Steve Coll in The New Yorker on Assad:
"Political chaos and continuing violence after Assad seems almost guaranteed. A wide gulf has opened between the exiled political opposition and the commanders of the rebels on the ground; there are tensions between the Muslim Brotherhood and other groupings; and regional militias are establishing themselves as provincial powers. It is not likely that the United Nations or other outside mediators will be able to broker a smooth transition. It may be possible—and it seems as imperative as ever—to use the final crumbling of Damascus as a way to deliver full-scale humanitarian aid, perhaps under a peacekeeping mandate.
Some commentators have compared the conflict to Bosnia’s multi-sided ethnic war, which lasted from 1992 until 1995 and claimed perhaps a hundred thousand lives. Often, the Bosnia comparison is cited to support arguments against international intervention in Syria on the grounds that the war is too complex. But another reading of the Bosnian example is that the United States and European governments overestimated the military and political power of Serbian President Slobodan Milosevic for much too long. They misinterpreted Milosevic’s brutality as strength.
Something similar has taken place in the West during Syria’s uprising concerning Assad. He was always weaker than he looked. At last, we can see that he will go. The time has come to plan for how to support inclusive, stable politics and protect civilian lives when he is gone."

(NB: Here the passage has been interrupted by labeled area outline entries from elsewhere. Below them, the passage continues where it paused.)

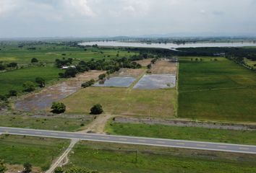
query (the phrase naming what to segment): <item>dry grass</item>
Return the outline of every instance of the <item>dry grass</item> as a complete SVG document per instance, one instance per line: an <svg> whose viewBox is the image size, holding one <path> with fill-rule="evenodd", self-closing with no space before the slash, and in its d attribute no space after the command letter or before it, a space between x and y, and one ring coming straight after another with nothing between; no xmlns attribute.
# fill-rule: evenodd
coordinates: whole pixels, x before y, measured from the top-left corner
<svg viewBox="0 0 256 173"><path fill-rule="evenodd" d="M143 72L144 69L131 69L131 68L121 68L119 71L116 72L111 76L132 76L132 77L138 77Z"/></svg>
<svg viewBox="0 0 256 173"><path fill-rule="evenodd" d="M176 63L167 61L158 61L152 66L150 71L153 74L176 74L177 66Z"/></svg>
<svg viewBox="0 0 256 173"><path fill-rule="evenodd" d="M144 60L135 61L135 62L140 63L142 66L147 66L148 64L151 63L151 60L152 58L144 59Z"/></svg>
<svg viewBox="0 0 256 173"><path fill-rule="evenodd" d="M62 102L69 112L89 113L95 104L106 114L155 117L172 117L176 99L174 89L141 90L124 88L89 87Z"/></svg>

(Read the complete article here.)
Yes, perhaps Assad and Milosevic were weaker than they looked.
But more important, for quite a few democratically elected leaders in the West these dictators were just convenient. Until Milosevic gambled and lost and until Assad's own population couldn’t bear him anymore.
That quite a few of Assad’s officers defected to the rebels doesn’t mean that they will never torture again.